Josh wasn’t sure if he wanted to go to his grandparent’s cabin when his mom asked him to hop in the van on Friday evening.
“I can’t get service for my phone up there,” Josh said.
“You need a break from your phone,” his mother answered. “Put it in your pocket and let’s go. We’re barbequing hamburgers and slicing up a watermelon tonight.”
Guess if I want supper I better go, Josh thought.
As their van left the valley floor and climbed higher and higher up the canyon toward the cabin, Josh felt himself relaxing and breathing deeper. After dinner Josh’s aunts, uncles and cousins settled in for some games. Josh slipped outside and sat on the bench on the deck trying to get service for his phone so he could text his friends.
“There’s no service up here,” his grandma said sitting down next to Josh. But there’s a different kind of power up here.”
Josh smiled. Grandma was always full of words.
“Josh did you know there's power in every tree, flower, or blade of grass,” Grandma said. “We miss it if we don’t listen. Close your eyes.”
Josh put his phone in his pocket and closed his eyes. He heard the wind washing through the maples and pines surrounding the cabin the whir of the hummingbird’s wings as they fed.
“There is power in everything,” Grandma said.
“I just learned in science that almost every element was formed in the heart of a star from a cosmic explosion,” Josh answered. “Nothing really disappears; it just changes form. We’re all made of star dust.”
“Master creator at work,” Grandma said.
 “When stars get to the end of their lives,” Josh said, “my teacher said they swell up and fall together again, throwing off their outer layers. If a star is heavy enough, it will explode in a supernova. So most of the material we're made of comes from dying stars. We have stuff in us as old as the universe, and stuff from only a few hundred years ago.”
“I’m getting close to the end of my life,” Grandma said. “I wonder what I’ll leave behind when I’m gone?”
“Me,” Josh answered.
Grandma smiled.
“I remember the day you were born. Just yesterday you were a little boy and now you’re a young man.” Grandma said. “Life is so short. We have to learn all we can while we’re here.”
“Let’s make a fire,” Josh said.
Josh and his grandma stood, walked to the edge of the deck and down steps toward the fire pit. They carefully placed dried grass on the bottom of the pit and then placed a tee-pee of sticks and logs above it. Then Josh lit a match and the grass flashed with light that ignited the smaller and soon larger logs. Before long there was a warm blazing fire.

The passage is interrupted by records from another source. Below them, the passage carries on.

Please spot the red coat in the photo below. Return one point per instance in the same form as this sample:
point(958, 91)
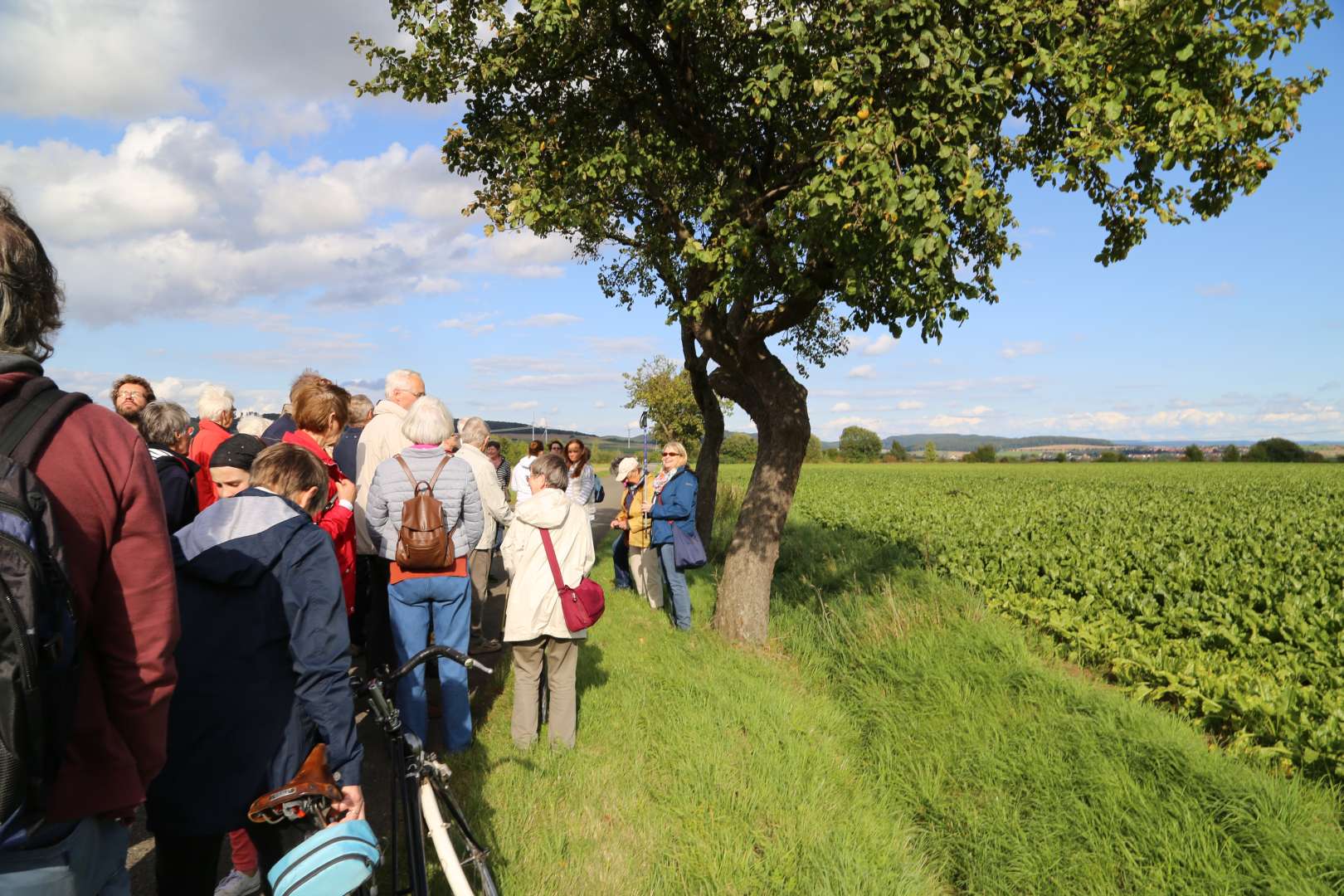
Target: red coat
point(335, 520)
point(208, 437)
point(108, 508)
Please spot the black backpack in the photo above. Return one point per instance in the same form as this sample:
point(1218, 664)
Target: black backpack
point(39, 659)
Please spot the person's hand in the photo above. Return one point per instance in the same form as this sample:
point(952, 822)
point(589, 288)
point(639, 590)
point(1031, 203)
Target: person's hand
point(351, 802)
point(346, 490)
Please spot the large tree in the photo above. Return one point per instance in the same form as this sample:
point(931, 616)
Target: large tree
point(777, 173)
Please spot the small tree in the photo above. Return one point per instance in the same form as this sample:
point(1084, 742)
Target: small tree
point(983, 455)
point(859, 445)
point(738, 448)
point(1277, 451)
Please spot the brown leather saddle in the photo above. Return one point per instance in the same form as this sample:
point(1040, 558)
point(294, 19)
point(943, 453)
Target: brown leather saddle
point(309, 794)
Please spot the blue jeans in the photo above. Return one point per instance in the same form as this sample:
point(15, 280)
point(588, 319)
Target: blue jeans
point(90, 861)
point(675, 581)
point(446, 602)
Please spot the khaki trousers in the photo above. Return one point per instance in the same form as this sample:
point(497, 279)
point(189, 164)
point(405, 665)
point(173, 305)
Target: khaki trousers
point(648, 575)
point(562, 663)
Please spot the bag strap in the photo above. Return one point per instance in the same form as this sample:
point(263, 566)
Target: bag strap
point(437, 470)
point(550, 557)
point(28, 419)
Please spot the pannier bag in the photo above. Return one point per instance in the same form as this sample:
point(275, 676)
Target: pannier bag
point(582, 606)
point(424, 544)
point(39, 670)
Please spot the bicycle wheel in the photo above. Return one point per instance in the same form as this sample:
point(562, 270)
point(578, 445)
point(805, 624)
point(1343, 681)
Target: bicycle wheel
point(464, 860)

“When I die,” Grandma said, “I will throw off the layers of this earth and in a bright flame of light I will return to my heavenly home. But part of me will remain here in you. Josh, you are my place in the future after I am gone.”
Josh took a long stick and poked the dying embers in the fire.
“Yeah, like nothing really dies, only transforms,” Josh answered.
Grandma put her arm around Josh as wind washed through the trees bringing the warmth from the fire like a warm blanket all around them.
 “I love you Josh,” Grandma said. “Because I’ve experienced how much I love you and your brothers and mom and dad, I have a small idea how much God loves us. When I was your age I always pictured God above me somewhere out there in outer space. But now I know that part of our Mother and Father in Heaven is inside us. In the same way you have my genes, we have our heavenly parent’s DNA.”
Josh and his grandma looked up at the night sky as a chorus of crickets sang in the grass behind them. Suddenly a shooting star streaked across the heavens leaving a trail of glory across the black sky.
“Looks like someone just went home,” Josh said.